I have finally done it!!!!!!!!!!!!

If they can build a skie slope in the desert I can bring Africa to Dubai....

Now I know what I really miss here in Dubai...

Birds and Bird sounds. Here is only a couple of doves, mossies and of course Indian Minha's

I watched the sun go down last night. Listen to the African Bush symphony and watched the sun came up this morning again.

It always amazes me how vocal the birds are just before dark and at sunrise.

It almost if they are thanking the Lord for the end of the day and then another day that has arrived.

You will not know what you have until you lose it.

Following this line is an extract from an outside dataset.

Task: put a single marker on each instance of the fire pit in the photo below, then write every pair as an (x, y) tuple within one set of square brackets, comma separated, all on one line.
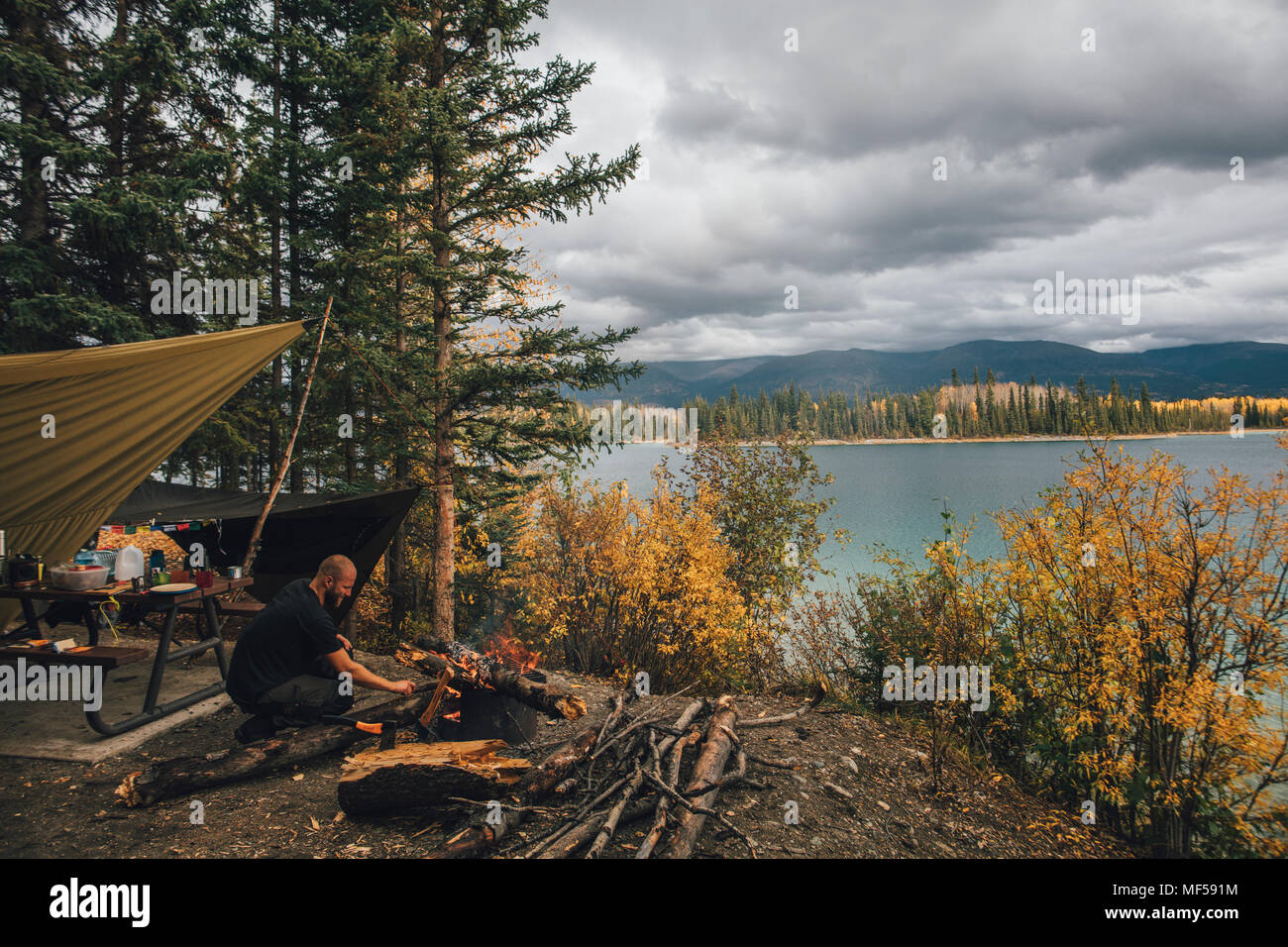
[(492, 715)]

http://www.africam.com/wildlife/node

Come and join me and maybe we see some nice Kudu coming for a drink.

Cheers,


----------



## Karoojager (Dec 20, 2005)

Good morning Gerhard,

You are sure that this are live cameras ?
The few at a water pont is very interesting, I saw this morning a group of Impala females by grazing.
This make the waiting time to August not really easier:embara:


----------



## Gerhard (Aug 3, 2005)

Yes Frank it is real time.

There is a nice Blue Wilde Beest now! If he comes in for a drink I am going to hit him....


----------



## Gerhard (Aug 3, 2005)

Impala allready at the water on the Elephant Plains Cam....


----------



## Matatazela (Mar 1, 2005)

Ag nee man! Ek het so pas 'n pyl in my monitor geskiet!


----------



## Gerhard (Aug 3, 2005)

Hoe was die bloed spoor?

Was die skoot OK????


Ek gaan 2 dae in Hide spandeer in Mei maand.

Ek vlieg 9de Mei huis toe vir 7 dae...

My dogtertjie verjaar die 10de Mei dan word sy 4 jaar oud.

Ek wil vir haar rooibok skiet sodat sy by Oupa kan gaan biltong en droee wors eet as sy gaan kuier.:wink:

Dalk werk dinge so uit dat die skei saak ook dan finaal afgehandel is daai week


----------



## Gerhard (Aug 3, 2005)

Hier is die rooibokke.

Een lyk na mooi ram.


----------



## Matatazela (Mar 1, 2005)

Daar is net glas en hare... maar ek dink ek het hom deur die kerk... kan jy hom nog sien????

Ek is baie jammer om van die skeisaak te hoor. Sterkte daarmee.


----------



## Bugle 'em (Jan 18, 2008)

Sweet


----------



## Gerhard (Aug 3, 2005)

Daai Vlak vark staan nou net mooi reg.


----------



## Gerhard (Aug 3, 2005)

Bliksem Boys!!!

Daar is darm paar mooi DAGA Boys nou by die water....

http://www.africam.com/wildlife/node


----------



## Karoojager (Dec 20, 2005)

This camera brings some dreams to shoot one of them back again.
The one in the wather is quite nice


----------